For the foregoing reasons, we affirm the District Court’s dismissal of Defendants’ § 2241 petitions.

[1] The District Court had jurisdiction under 28 U.S.C. § 2241. This Court has jurisdiction pursuant to 28 U.S.C. §§ 1291, 2253. We exercise plenary review over a district court’s denial of habeas corpus relief. Vega v. United States, 493 F.3d 310, 314 (3d Cir. 2007). We review the district court’s factual findings for clear error. Id.
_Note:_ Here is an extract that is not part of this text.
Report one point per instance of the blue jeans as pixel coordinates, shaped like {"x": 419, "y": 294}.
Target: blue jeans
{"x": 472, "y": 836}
[2] After the decision in Santos, Congress amended the money laundering statute to define “proceeds” as “any property derived from or obtained or retained, directly or indirectly, through some form of unlawful activity, including the gross receipts of such activity.” Fraud Enforcement and Recovery Act of 2009, Pub.L. No. 111-21, § 2(f)(1), 123 Stat. 1617, 1618 (codified as amended at 18 U.S.C. § 1956(c)(9)) (emphasis added). Thus, Santos is inapplicable to any case charged under the new version of the statute. All parties in the instant cases concede, however, that the cases must be decided based on the prior version of the statute, as interpreted by Santos.
[3] In light of this holding, we need not address the Government’s argument that Tony Houran waived his right to file the instant appeal.